First a look at the running totals through half of week 18:
Here’s a look at this week’s recs, with team wOBA in parentheses:
Jason Vargas – 18.2% ESPN/27% Y!/72% own, 35% start CBS – @MIN (.312), @TEX (.307)
The entire Vargas-in-KC situation reeks of genius, despite all the grief that GMDM gets. Vargas, when right, is one of the league’s better innings eaters. That alone is probably worth $8 million per year. Add to that his balls-in-play tendencies — mostly fly balls but he’s no Chris Young or Jered Weaver either — paired with the Royals fantastic defense, and that’s a pretty beautiful marriage.
Consider this year’s batted ball results for Vargas:
.230/.230/.251 (.481 OPS on .230 BABIP) on grounders
.126/.126/.358 (.483 OPS on .064 BABIP) on fly balls
.661/.661/.932 (1.593 OPS on .649 BABIP) on liners
Against these AL marks:
.249/.249/.271 (.521 OPS on .249 BABIP) on grounders
.161/.157/.454 (.610 OPS on .087 BABIP) on fly balls
.673/.666/1.003 (1.669 OPS on .652 BABIP) on liners
This shows a couple things, at least to me. Not only is the Royals outfield defense world-beating — check the OF defensive ranks on FG, I’ll wait — but Vargas is also benefitting from a good infield defense and isn’t getting battered any more than any usual pitcher on line drives. Now, did it have to be Vargas and did it have to be a four-year, roughly market rate contract? Maybe not. Maybe the Royals are onto something here and could grab fringy fly ball guys and turn them into nice trade chips. I don’t know, and I’m not sure we care about that here. What we care about here is that he’s pitching at Target Field Monday, and against a Rangers offense that is sponsored by Clara Barton. Vargas isn’t sexy, but he’s solid.
Vance Worley – 31.2% ESPN/28% Y!/56% own, 34% start CBS – v. ATL (.302), @MIL (.318)

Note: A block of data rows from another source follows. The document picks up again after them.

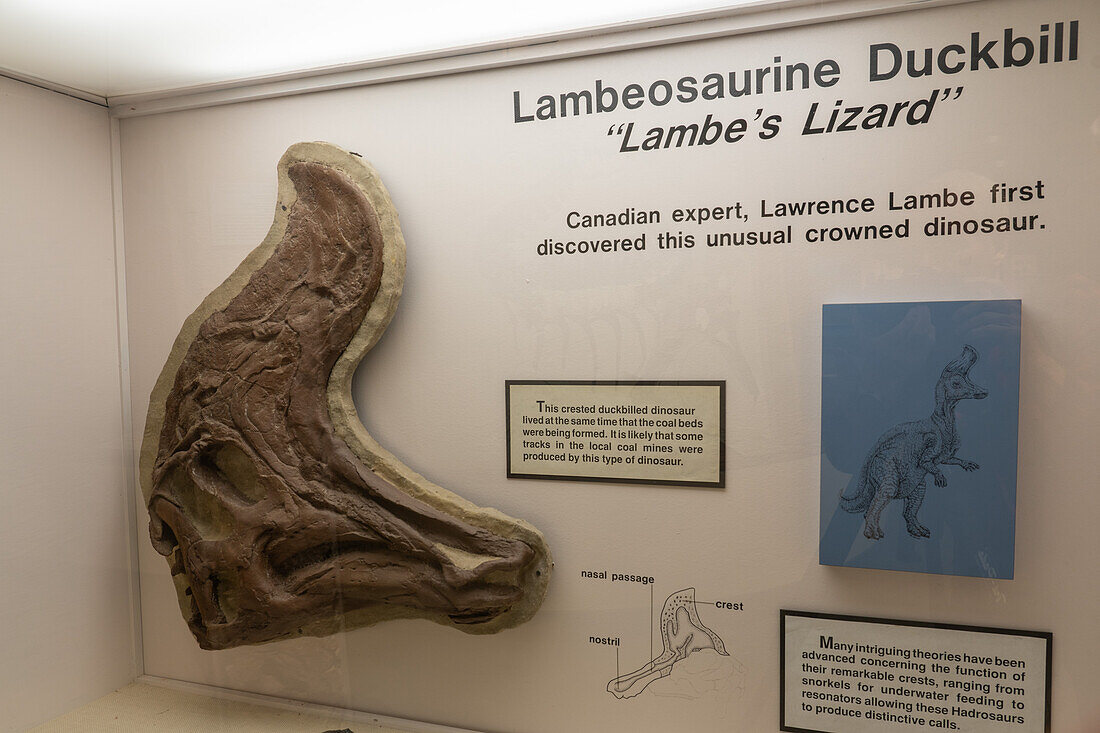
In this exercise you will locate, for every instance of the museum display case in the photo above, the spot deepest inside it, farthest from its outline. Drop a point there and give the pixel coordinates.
(730, 374)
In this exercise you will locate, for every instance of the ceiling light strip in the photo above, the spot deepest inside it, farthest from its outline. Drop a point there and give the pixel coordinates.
(607, 39)
(52, 86)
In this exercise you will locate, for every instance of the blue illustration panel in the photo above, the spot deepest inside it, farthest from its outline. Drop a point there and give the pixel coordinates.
(920, 407)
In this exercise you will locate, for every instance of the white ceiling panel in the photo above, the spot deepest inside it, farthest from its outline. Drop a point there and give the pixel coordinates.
(114, 47)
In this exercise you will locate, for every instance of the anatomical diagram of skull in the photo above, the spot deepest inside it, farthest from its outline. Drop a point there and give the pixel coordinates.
(278, 514)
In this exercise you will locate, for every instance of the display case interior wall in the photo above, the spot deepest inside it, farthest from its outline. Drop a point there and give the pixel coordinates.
(842, 255)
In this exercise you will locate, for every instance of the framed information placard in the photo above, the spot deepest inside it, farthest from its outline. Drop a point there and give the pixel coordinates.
(663, 433)
(854, 674)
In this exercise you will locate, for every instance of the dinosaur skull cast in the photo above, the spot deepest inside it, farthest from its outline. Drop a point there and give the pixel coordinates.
(278, 514)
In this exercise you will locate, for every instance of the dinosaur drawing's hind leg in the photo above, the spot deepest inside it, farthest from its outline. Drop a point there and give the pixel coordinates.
(887, 491)
(912, 506)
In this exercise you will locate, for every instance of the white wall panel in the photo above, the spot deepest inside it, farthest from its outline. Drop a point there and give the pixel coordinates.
(65, 628)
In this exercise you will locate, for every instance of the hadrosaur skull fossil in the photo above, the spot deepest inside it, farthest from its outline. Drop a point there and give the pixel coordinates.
(279, 515)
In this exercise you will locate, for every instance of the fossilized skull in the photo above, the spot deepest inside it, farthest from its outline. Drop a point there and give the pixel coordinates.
(278, 513)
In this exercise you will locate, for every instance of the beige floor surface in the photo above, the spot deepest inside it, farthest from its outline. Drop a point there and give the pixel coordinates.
(146, 708)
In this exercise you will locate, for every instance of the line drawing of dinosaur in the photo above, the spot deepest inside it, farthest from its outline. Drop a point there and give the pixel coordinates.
(903, 456)
(682, 634)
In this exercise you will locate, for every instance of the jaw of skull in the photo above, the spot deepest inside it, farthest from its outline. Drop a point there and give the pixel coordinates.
(251, 559)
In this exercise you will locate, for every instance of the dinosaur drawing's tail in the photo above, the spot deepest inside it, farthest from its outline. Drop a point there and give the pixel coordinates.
(861, 493)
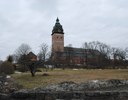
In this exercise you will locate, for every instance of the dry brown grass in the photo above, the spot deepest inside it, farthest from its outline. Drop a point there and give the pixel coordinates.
(57, 76)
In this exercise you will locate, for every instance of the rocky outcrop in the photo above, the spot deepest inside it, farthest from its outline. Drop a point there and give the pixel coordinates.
(91, 90)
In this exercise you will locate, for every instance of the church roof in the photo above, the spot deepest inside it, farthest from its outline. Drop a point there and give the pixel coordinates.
(57, 28)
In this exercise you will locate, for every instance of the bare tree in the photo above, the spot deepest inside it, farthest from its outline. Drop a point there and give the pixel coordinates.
(85, 53)
(20, 55)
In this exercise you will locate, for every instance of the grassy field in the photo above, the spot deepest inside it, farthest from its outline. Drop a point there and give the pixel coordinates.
(59, 75)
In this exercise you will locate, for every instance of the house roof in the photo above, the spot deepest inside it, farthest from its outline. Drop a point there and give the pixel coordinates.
(57, 28)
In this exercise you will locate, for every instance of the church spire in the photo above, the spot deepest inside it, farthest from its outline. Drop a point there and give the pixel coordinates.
(57, 28)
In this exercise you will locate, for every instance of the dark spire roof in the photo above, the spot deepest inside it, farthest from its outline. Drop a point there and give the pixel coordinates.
(57, 28)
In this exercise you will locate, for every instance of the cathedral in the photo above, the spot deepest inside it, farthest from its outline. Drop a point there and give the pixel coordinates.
(69, 55)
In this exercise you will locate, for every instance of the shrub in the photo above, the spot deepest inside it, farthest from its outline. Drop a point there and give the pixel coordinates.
(7, 68)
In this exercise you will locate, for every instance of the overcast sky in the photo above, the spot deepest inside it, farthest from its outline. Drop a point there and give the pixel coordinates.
(32, 21)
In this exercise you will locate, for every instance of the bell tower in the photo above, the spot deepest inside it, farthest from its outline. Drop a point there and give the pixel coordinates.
(57, 37)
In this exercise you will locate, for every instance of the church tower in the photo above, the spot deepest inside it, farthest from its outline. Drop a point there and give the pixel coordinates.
(57, 37)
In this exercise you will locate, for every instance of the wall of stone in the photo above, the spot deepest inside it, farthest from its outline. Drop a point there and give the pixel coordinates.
(99, 95)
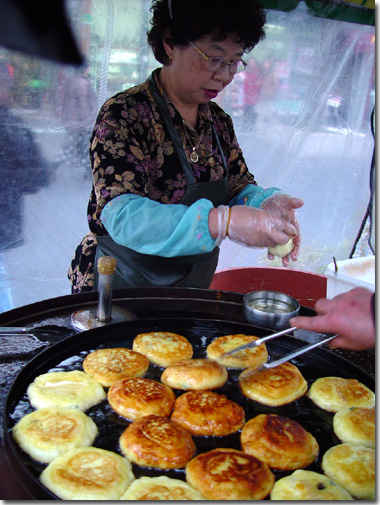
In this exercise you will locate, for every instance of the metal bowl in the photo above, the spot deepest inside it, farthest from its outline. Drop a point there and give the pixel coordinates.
(270, 309)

I’ve hemmed and hawed. I’ve stewed and stammered. I’ve contemplated, studied, and have come to the conclusion that I can no longer be a Worley adversary. For as bad as he was with the Twins last season, he’s been a godsend for the Pirates so far. Granted, it’s just 70 innings, but this is basically now the same guy who the Twins thought highly enough to ask for in a Ben Revere deal, and the Phillies thought highly enough of to use to fill out a rotation with Cliff Lee, Roy Halladay, Cole Hamels, and Roy Oswalt. Worley isn’t sexy — though the goggles kind of are — but with him it’s grounders, a few strikeouts but not many, and a disdain for the free pass so far this season that would have even made the Twins blush. Atlanta is on a free fall (7-13 in last 20, 12-18 last 30) and barely over .500 at this point. Offensively they have struggled. Milwaukee on the other hand is a bit of a dicey matchup, but working in Worley’s favor is his walk rate versus the Brewers 6.7 percent season mark (25th overall). If he can attack the zone and get the Crew to put it on the ground, there’s no reason he couldn’t skate through with a quality start.
Chase Anderson – 12.1% ESPN/16% Y!/41% own, 27% start CBS – @WAS (.312), v. SDP (.283)
It came down to Anderson, who gets an average-ish Nationals lineup and a bad but much, much better lately Padres offense, or Dillon Gee, who has been basically replacement level all season long and has to travel to Oakland and Los Angeles. So while the Diamondbacks have been lousy all season long, it seemed as though Anderson was the better choice. Anderson doesn’t carry a ton of intrigue as a soft-tossing, slightly built (6-foot-1, 175 lbs) righty, but his changeup is enough to make one stand up and notice, with a swinging strike rate of 23.3 percent. Even the curve, with a 14.5 percent whiff rate and 61.3 percent groundball rate is pretty interesting, especially to use against lefties at that home launchpad he plays at. He already nukes lefties, however: .180/.266/.321. Righties give him plenty of trouble, though: .309/.358/.543. That’s a worrisome trend that has followed him all the way up the minor league ladder, and would be something to monitor before committing long-term to owning Anderson.